Belum lagi perusakan yang akan ditimpakan pada alam. Hektaran hamparan hutan yang harus diratakan  sehingga menciptakan global warming. Hingga masyarakat lokal tak lagi memiliki hutan hujan tropis dsb. Walaupun pembangunan Ibu kota baru dengan ciri green city mampu mempertahankan hutan-hutan di dalamnya, namun tetap saja penebangan pohon-pohon dilakukan untuk infrastruktur lain.

Berdasarkan laporan dari salah satu organisasi non-pemerintah (non-governmental organization/NGO), World Wide Fund (WWF) tahun 2017, hutan di Kalimantan masuk dalam salah satu paru-paru terbesar di dunia. Luasnya mencapai 40,8 juta hektare. Hutan seluas itu menjadi rumah bagi 6% dari flora dan fauna dunia. Ada pula satwa unik, seperti Orangutan yang bergantung pada hutan sebagai satu-satunya habitat hidup alaminya.

Membangun Ibu Kota baru sah-sah saja, jika Ibu Kota sebelumnya sudah tidak kondusif lagi secara politik dan sosial. Juga dana yang digunakan bersumber dari pendanaan yang benar. Bukan berasal dari dana hutang ribawi atau investasi negara-negara asing. Hal ini tentu sangat menguntungkan pihak pemberi hutang, hingga Indonesia semakin terjerat hutang riba. Dan yang menjadi korban adalah rakyat karena pajak semakin tinggi.

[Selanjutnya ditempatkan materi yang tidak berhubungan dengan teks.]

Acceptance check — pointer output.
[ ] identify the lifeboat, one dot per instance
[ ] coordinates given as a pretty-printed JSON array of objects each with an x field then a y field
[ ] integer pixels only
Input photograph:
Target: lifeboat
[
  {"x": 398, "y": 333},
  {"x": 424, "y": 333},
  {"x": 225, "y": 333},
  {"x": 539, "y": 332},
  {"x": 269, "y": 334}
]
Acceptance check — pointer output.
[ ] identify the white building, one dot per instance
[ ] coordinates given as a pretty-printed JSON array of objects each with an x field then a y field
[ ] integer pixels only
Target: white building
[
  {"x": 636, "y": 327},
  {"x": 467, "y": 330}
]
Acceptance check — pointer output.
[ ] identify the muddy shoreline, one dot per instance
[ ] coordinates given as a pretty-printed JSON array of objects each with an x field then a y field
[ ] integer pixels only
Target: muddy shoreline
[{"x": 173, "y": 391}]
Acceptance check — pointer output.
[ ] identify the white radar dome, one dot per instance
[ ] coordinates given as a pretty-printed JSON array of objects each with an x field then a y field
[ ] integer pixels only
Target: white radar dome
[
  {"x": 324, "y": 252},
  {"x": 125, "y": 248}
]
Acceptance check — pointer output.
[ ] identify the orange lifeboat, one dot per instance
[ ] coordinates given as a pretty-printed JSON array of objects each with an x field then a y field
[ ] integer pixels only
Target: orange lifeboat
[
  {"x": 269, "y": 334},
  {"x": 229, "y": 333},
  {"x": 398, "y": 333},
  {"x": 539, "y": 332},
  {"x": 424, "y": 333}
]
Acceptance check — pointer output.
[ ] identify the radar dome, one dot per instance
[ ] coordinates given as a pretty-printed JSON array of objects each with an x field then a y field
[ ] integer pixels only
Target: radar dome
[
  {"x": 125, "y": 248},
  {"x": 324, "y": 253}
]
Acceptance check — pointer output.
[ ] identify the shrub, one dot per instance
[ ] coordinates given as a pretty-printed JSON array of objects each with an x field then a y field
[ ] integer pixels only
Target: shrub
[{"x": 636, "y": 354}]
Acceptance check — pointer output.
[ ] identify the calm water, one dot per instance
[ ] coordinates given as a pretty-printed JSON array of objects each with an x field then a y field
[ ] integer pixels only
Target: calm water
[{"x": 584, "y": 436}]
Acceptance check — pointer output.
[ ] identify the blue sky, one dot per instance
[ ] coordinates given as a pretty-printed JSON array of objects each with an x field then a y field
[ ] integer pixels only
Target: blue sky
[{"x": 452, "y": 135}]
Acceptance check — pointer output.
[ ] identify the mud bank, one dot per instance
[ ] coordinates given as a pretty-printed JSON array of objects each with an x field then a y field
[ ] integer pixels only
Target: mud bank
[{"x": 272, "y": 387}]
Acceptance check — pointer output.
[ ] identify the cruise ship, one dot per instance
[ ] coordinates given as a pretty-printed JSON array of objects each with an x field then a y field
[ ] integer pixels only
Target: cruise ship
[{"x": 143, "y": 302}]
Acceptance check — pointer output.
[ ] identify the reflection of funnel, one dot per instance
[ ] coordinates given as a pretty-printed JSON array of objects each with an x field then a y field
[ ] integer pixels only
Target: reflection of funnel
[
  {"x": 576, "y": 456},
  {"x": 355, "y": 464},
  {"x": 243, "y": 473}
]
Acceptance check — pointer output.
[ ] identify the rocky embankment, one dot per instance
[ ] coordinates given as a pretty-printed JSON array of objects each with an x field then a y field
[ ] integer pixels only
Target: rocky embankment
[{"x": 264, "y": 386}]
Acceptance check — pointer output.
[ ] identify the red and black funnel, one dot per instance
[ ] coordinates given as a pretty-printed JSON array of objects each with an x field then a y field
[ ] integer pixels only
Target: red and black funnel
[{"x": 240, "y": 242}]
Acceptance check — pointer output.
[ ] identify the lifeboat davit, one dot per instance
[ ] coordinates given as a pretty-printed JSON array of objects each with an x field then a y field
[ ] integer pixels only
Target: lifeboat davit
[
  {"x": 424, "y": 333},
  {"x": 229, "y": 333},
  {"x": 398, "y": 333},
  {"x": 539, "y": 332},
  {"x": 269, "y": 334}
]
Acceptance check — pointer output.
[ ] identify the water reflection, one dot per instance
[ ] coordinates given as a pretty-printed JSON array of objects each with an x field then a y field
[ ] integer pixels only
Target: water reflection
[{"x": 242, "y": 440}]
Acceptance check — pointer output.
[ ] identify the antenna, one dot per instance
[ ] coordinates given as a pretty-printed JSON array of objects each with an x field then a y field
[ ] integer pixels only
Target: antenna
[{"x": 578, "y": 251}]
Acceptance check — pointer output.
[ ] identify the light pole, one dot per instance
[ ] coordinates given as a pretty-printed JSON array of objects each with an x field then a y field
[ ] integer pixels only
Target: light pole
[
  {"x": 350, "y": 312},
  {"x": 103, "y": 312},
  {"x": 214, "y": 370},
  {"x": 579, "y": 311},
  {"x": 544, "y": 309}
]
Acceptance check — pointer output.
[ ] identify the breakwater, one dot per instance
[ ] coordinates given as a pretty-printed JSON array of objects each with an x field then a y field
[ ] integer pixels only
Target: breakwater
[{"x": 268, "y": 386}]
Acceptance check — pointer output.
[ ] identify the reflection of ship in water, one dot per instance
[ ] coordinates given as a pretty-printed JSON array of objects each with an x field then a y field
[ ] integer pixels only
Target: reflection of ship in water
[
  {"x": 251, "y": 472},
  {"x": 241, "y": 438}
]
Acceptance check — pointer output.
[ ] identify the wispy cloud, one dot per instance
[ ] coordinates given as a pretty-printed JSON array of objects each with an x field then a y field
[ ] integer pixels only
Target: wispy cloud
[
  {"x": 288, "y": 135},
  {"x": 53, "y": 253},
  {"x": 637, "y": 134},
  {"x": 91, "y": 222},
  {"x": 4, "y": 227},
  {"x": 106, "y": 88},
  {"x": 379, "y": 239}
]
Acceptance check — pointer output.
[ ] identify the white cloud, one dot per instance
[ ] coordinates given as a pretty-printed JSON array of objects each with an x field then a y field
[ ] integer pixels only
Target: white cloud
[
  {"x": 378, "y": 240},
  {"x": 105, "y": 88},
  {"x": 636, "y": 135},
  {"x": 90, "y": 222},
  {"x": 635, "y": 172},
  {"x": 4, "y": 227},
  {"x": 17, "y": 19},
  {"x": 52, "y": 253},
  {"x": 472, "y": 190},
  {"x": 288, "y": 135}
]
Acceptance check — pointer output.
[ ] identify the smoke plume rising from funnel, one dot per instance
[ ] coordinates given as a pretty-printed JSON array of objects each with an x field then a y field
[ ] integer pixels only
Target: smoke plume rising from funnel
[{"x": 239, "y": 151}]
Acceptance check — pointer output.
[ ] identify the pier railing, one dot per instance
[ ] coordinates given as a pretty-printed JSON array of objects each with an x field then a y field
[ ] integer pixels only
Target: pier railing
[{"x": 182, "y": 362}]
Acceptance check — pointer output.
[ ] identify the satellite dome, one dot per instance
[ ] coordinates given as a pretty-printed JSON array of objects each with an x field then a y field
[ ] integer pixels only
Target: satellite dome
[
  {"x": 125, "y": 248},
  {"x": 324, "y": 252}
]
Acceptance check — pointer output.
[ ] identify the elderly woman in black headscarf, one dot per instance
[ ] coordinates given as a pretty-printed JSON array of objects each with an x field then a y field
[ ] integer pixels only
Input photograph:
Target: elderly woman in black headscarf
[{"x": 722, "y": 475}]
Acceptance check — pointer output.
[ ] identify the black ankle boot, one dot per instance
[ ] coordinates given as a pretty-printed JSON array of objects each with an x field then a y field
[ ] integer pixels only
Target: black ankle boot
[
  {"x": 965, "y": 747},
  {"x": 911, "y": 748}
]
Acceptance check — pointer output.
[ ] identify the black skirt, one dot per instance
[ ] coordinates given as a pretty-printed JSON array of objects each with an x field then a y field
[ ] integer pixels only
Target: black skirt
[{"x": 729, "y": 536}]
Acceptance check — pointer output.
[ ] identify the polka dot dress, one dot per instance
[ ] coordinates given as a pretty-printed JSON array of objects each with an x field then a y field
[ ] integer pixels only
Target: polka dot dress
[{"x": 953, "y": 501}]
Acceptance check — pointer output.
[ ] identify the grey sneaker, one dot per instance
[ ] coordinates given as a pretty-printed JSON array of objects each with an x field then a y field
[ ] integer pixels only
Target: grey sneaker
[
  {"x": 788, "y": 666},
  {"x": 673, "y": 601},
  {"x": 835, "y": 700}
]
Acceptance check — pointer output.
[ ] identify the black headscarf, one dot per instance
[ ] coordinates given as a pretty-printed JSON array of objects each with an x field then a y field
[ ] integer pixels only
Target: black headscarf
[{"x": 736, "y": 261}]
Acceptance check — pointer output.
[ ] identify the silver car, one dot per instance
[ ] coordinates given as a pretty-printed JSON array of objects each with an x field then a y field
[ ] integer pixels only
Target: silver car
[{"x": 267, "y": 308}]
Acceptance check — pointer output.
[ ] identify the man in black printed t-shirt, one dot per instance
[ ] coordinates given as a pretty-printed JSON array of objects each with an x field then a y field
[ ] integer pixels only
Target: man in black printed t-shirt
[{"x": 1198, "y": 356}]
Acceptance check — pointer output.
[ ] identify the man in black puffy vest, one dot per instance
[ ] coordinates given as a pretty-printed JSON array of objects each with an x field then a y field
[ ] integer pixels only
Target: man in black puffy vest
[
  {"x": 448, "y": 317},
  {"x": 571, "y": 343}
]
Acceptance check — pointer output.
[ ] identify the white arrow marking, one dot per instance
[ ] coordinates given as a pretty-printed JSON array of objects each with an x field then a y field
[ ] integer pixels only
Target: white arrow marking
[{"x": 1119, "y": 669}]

Jadi, urgensi pemindahan ibu kota tidak diperlukan untuk saat ini. Pemindahan Ibu Kota bukan menjadi solusi dalam menanggulangi permasalahan yang ada di Jakarta. seperti kepadatan penduduk, kemacetan, banjir dsb. 

Jika akan dilakukan pemindahan Ibu Kota tentunya dengan persyaratan yang sudah memadai, baik pendanaan, kebutuhan pemerataan, iklim investasi dan juga membangun SDMnya. Dengan demikian Ibukota negara akan menjadi mercusuar peradaban manusia dan akan menjadi perbincangan dunia karena keagungannya. Seperti yang pernah dilakukan Khalifah Ali bin Abi Thalib memindahkan Ibukota dari Madinah ke Kuffah. 

Wallahu'alam Bissawab []




Penulis bertanggung jawab atas segala sesuatu di tiap-tiap bagian tulisannya. Dengan begitu, ia jugalah yang akan menanggung risiko apabila terdapat kesalahan atau ketidaksesuaian.